Route information
- Maintained by City of Tshwane Metropolitan Municipality
- Length: 5.7 km (3.5 mi)

Major junctions
- South end: M10 near Constantia Park
- M30 in Waterkloof Glen; M11 near Garsfontein;
- North end: M6 in Lynnwood Ridge

Location
- Country: South Africa

Highway system
- Numbered routes of South Africa;
| ← M31 |  | → M34 |

= M33 (Pretoria) =

Road in Pretoria, South Africa

The M33 road is a short metropolitan route in the City of Tshwane in Gauteng, South Africa. It consists of only one road (January Masilela Drive) in Pretoria East, connecting Constantia Park with Lynnwood Ridge.

== Route ==
The M33 begins at a junction with the M10 route (Solomon Mahlangu Drive) in Constantia Park. It begins by heading northwards as January Masilela Drive (formerly Gen Louis Botha Drive) through the Constantia Park suburb before entering the Waterkloof Glen suburb and meeting the M30 route (Garsfontein Road) adjacent to the Waterglen Shopping Centre and The Glen High School.
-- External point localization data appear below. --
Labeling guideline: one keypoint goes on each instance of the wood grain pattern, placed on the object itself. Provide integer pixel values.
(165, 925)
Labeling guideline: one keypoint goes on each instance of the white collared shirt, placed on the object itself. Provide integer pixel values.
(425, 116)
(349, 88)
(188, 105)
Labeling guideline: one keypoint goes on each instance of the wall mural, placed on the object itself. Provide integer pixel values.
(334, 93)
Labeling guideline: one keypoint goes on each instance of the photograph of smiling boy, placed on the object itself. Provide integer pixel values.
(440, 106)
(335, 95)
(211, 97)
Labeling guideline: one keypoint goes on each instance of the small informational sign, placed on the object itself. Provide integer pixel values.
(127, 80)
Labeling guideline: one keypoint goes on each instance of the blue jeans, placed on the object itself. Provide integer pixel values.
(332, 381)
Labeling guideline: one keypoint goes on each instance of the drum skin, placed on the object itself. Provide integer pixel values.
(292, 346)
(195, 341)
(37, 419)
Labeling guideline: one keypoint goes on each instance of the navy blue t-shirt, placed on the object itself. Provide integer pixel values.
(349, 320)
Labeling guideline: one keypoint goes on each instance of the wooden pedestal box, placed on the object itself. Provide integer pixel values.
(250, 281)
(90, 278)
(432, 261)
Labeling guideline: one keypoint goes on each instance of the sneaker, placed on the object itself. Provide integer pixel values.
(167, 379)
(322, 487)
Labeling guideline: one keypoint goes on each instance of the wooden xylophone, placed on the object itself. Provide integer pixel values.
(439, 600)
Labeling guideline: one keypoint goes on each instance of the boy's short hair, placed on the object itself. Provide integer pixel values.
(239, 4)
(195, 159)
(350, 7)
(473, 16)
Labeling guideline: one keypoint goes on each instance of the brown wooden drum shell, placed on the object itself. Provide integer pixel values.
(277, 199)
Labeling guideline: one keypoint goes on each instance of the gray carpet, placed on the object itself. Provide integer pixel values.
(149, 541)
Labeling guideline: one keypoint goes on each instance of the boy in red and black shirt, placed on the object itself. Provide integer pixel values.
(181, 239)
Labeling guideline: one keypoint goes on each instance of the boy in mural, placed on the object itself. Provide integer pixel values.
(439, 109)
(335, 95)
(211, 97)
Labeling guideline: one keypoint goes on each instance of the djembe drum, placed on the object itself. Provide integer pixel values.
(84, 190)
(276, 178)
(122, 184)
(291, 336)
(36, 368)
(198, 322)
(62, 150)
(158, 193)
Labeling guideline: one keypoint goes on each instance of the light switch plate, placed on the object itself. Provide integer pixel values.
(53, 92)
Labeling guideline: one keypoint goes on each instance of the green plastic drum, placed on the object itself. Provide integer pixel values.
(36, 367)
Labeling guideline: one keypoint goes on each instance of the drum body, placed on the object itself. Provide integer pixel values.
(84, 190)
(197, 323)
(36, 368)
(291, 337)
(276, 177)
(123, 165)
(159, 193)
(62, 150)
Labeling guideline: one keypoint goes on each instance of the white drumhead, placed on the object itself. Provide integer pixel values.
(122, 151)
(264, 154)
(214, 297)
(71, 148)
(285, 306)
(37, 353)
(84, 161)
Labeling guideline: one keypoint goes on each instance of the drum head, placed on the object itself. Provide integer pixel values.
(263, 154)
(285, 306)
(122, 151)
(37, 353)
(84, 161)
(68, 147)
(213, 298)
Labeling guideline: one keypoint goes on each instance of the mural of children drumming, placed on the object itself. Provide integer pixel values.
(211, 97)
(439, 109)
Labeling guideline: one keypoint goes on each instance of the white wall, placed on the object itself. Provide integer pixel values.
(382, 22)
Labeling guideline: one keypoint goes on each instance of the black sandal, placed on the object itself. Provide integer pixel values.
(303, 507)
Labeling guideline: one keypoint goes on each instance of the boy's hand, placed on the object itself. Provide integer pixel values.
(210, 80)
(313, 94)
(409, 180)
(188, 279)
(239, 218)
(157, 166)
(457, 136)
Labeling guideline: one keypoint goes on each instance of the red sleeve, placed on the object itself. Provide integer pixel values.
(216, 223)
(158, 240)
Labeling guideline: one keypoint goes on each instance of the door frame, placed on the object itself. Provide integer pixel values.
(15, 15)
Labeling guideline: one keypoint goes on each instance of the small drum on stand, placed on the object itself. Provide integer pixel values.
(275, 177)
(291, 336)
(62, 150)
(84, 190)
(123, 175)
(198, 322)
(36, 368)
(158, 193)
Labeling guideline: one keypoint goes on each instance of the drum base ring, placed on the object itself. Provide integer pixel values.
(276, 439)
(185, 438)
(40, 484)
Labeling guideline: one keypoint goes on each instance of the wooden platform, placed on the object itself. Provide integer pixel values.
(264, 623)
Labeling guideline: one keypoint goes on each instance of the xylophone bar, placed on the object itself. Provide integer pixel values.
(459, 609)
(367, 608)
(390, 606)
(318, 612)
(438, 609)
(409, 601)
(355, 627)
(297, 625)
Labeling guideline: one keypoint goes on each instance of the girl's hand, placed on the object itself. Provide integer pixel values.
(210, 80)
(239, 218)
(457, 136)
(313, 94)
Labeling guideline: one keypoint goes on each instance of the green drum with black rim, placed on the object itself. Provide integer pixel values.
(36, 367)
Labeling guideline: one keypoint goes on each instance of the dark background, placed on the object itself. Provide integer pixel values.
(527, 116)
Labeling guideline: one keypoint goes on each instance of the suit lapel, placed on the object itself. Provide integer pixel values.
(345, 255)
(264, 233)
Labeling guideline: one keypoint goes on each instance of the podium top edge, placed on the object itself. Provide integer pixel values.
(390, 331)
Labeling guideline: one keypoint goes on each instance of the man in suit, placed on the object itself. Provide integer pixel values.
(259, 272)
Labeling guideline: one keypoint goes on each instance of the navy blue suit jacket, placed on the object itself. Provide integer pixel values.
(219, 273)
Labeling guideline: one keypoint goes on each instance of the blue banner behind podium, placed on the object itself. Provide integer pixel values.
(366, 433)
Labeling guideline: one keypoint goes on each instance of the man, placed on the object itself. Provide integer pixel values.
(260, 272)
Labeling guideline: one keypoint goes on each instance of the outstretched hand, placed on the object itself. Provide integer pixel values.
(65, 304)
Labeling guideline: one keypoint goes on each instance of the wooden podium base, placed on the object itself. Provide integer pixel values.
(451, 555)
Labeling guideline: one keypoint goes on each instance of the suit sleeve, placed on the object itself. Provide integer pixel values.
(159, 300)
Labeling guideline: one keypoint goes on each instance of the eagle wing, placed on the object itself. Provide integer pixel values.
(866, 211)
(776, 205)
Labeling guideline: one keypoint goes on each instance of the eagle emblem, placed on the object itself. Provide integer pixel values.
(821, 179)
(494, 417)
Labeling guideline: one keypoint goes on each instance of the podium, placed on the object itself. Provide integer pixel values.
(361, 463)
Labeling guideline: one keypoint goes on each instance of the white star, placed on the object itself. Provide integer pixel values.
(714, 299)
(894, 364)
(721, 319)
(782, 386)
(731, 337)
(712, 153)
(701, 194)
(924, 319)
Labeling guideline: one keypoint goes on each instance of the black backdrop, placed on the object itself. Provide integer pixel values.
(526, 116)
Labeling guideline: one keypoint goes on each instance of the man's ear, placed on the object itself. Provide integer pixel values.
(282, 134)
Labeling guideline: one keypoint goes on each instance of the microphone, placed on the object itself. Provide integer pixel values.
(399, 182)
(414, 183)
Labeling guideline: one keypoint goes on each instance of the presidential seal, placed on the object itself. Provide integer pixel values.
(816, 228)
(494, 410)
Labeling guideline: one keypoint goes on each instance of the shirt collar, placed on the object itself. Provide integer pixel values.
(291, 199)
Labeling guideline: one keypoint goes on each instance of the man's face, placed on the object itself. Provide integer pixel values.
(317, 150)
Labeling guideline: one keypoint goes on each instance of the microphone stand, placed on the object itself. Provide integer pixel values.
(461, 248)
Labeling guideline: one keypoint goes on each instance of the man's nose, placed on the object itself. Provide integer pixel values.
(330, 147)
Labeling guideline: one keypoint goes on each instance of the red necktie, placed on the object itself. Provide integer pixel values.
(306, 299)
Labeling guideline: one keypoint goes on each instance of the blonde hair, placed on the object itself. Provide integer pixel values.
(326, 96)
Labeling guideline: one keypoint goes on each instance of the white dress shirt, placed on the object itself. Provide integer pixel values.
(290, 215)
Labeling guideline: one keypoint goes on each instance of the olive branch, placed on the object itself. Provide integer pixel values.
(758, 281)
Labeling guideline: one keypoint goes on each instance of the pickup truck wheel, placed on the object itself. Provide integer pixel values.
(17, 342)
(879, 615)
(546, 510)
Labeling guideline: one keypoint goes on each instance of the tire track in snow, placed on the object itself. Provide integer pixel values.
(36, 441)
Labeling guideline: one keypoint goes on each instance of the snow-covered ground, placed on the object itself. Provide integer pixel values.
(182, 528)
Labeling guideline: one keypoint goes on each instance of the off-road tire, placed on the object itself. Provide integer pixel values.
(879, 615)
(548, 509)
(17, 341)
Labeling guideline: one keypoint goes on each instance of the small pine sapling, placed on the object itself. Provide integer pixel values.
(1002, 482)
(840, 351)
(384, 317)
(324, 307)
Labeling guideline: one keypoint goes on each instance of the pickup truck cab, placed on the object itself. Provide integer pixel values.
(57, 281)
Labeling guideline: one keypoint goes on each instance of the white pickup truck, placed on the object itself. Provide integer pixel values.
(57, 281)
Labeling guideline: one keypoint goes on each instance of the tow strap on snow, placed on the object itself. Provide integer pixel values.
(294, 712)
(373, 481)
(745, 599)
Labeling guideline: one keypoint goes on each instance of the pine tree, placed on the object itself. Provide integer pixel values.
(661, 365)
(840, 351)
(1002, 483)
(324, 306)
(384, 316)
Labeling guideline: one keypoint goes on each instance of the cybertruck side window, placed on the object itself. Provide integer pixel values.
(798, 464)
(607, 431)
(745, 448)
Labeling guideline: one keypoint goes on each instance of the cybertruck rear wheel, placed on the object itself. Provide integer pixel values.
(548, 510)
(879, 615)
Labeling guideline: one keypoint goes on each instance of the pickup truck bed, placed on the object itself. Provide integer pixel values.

The M33 continues northwards, separating the Menlyn Maine mini-city in the west from the Garsfontein suburb in the east, to reach a junction with the M11 route (Atterbury Road). Still named January Masilela Drive, the M33 continues northwards, bypassing the Faerie Glen Nature Reserve, to reach its end at a junction with the M6 route (Lynnwood Road) in Lynnwood Ridge.